Harnessing Quantum Chaos

With Heller’s theory proven, researchers now have the empirical foundation needed to explore potential applications. Today’s transistors, already at the nanoelectronic scale, could become even more efficient by incorporating quantum scar-based designs, enhancing devices like computers, smartphones, and tablets, which rely on densely packed transistors to boost processing power.

“For future studies, we plan to build on our visualization of quantum scars to develop methods to harness and manipulate scar states,” Velasco said. “The harnessing of chaotic quantum phenomena could enable novel methods for selective and flexible delivery of electrons at the nanoscale—thus, innovating new modes of quantum control.”
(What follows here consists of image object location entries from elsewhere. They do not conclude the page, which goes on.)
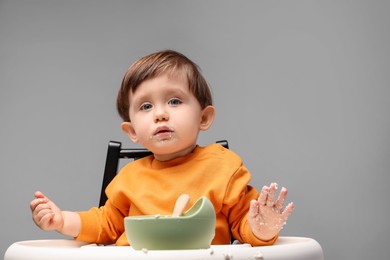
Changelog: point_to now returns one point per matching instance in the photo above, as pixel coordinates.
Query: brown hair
(156, 64)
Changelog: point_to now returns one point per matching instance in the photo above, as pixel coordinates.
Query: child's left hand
(266, 216)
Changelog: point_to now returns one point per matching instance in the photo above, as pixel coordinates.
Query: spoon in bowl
(181, 204)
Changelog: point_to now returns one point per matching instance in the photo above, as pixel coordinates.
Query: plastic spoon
(181, 204)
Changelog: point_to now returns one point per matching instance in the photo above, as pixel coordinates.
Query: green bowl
(195, 229)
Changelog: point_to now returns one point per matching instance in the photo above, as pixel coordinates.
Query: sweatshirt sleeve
(236, 207)
(103, 225)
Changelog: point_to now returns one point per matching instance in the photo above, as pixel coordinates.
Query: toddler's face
(165, 117)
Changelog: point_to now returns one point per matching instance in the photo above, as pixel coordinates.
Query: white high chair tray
(285, 248)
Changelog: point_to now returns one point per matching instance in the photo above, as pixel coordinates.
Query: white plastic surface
(292, 248)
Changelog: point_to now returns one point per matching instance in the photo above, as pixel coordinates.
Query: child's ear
(128, 129)
(207, 119)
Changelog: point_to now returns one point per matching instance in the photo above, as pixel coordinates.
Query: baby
(165, 102)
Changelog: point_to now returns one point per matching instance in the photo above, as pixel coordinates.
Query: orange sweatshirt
(149, 187)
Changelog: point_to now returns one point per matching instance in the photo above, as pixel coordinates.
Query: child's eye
(175, 102)
(145, 107)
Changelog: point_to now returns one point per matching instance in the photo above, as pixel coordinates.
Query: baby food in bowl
(195, 229)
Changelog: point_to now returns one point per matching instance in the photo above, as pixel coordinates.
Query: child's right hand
(46, 215)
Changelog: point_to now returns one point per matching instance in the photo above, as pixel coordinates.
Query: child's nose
(160, 114)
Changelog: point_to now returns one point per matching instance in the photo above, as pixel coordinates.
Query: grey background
(301, 90)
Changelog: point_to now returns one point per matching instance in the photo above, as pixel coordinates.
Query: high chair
(291, 248)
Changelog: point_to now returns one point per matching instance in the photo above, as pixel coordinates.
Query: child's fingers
(288, 210)
(254, 208)
(271, 195)
(35, 203)
(281, 199)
Classical Chaos vs. Quantum Chaos

Velasco’s team employs a visual model often referred to as a “billiard” to illustrate the classical mechanics of linear versus chaotic systems. A billiard is a bounded area that reveals how particles inside move, and a common shape used in physics is called a “stadium,” where the ends are curved and the edges straight. In classical chaos, a particle would bounce around randomly and unpredictably—eventually covering the entire surface.

In this experiment, the team created a stadium billiard on atom-thin graphene that measured roughly 400 nanometers in length. Then, with the scanning tunneling microscope, they were able to observe quantum chaos in action: finally seeing with their own eyes the pattern of electron orbits within the stadium billiard they created in Velasco’s lab.

“I am very excited we successfully imaged quantum scars in a real quantum system,” said first and co-corresponding author Zhehao Ge, a UC Santa Cruz graduate student at the time of this study’s completion. “Hopefully, these studies will help us gain a deeper understanding of chaotic quantum systems.”

Reference: “Direct visualization of relativistic quantum scars in graphene quantum dots” by Zhehao Ge, Anton M. Graf, Joonas Keski-Rahkonen, Sergey Slizovskiy, Peter Polizogopoulos, Takashi Taniguchi, Kenji Watanabe, Ryan Van Haren, David Lederman, Vladimir I. Fal’ko, Eric J. Heller and Jairo Velasco Jr, 27 November 2024, Nature.